もはや銀座を飲み歩く身分では、もちろんない。かつての遊び場を横目に、とあるマンションの一室に通う。NPOの、子供たちと大自然を結びつけ活動する法人でのボランティア、その事務局で雑用をこなしている。
午前10時すぎ。久しぶりに駅舎に立つと電光掲示板が一新され、ホームドアが出現した。“通勤電車”はマスク一色、乗客がうつむき加減でひたすら沈黙を守るシーンは、以前には見られなかった風景だが、一方車内広告が減ったのはコロナ禍ゆえであろうか。
揺られながら、ふとこんな文章を思いだした。小説家、劇作家、放送作家として活躍した井上ひさしさんにまつわる記述である。三女の井上麻矢さんが書いている。引用する。
私は父の原稿の合間にキャッチボールをするために、野球少女になった。父に教わって、スコアブックを付けて、小学校の時は野球一色の女の子だったので、幼い頃は甲子園や後楽園へ朝から父と出かけた。
父と電車に乗って出かけた時のことを昨日のことのように私は覚えている。
市川から後楽園までは総武線で一本。父は女の人のように足を揃えて座っていた。「どうしてパパはそんなに小さくなって電車に乗るの?」と質問すると、人の迷惑にならないようにするためだと答えた。自分が出来ることは何かを考える。それが社会性だと教えられた。
電車の中で長い傘を横に持ち、出入り口に突っ立ったままでいる人を見ると、社会性がないと思ってしまう。
トイレから出る時も、外に人がいないか注意してドアを開ける。こういう細かな積み重ねが、社会では大切だ。玄関の靴は揃えて脱ぎなさい。次に玄関から入ってきた人が靴をきちんと脱げるように、一事が万事、次の人のことを考えて行動しなさい。次の人がやって来た時にその人が嫌な思いをしないかと考えることが社会性なのだからと。
「夜中の電話 父・井上ひさし 最期の言葉」(井上麻矢著=集英社インターナショナル発行)

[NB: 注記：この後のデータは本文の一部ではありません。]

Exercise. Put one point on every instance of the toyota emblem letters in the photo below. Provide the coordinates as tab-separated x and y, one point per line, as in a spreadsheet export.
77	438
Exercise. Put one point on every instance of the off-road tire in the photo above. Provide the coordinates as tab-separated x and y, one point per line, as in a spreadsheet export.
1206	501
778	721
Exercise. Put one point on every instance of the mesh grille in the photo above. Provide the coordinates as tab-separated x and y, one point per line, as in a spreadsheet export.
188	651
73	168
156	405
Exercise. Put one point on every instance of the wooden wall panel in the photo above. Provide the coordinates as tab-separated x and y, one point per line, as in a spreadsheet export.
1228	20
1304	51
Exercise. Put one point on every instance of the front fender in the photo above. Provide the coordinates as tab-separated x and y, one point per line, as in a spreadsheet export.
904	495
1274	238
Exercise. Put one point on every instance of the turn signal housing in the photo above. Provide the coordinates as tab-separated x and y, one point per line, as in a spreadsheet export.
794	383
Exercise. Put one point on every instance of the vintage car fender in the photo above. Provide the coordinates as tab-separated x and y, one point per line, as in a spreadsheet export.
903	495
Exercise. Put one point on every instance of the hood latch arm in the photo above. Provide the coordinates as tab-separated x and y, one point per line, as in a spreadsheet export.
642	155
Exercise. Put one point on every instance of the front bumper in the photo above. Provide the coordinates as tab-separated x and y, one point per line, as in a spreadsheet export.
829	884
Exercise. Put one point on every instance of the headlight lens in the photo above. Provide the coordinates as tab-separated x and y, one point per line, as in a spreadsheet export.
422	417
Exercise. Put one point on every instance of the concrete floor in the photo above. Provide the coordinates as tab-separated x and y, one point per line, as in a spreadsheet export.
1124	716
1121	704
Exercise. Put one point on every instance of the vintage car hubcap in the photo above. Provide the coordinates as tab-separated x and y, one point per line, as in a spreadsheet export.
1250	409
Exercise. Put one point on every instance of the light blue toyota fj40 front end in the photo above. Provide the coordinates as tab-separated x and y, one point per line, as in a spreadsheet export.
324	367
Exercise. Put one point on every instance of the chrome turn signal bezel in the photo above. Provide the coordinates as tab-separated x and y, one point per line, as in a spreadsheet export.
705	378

私の、かつての通勤電車はその日の、仕事の段取りに頭を巡らす時間帯であった。肩をいからせ、足を踏みつけられれば血走った目で相手を睨みつけた。人の背中を押しのけてホームへ飛び降りた。「次の人」はいたはずだが、見えないふりをしたのだろう、多分。
ラッシュアワー明けのドロンとした車内。新型コロナの渦中で「社会性」を問うてみる。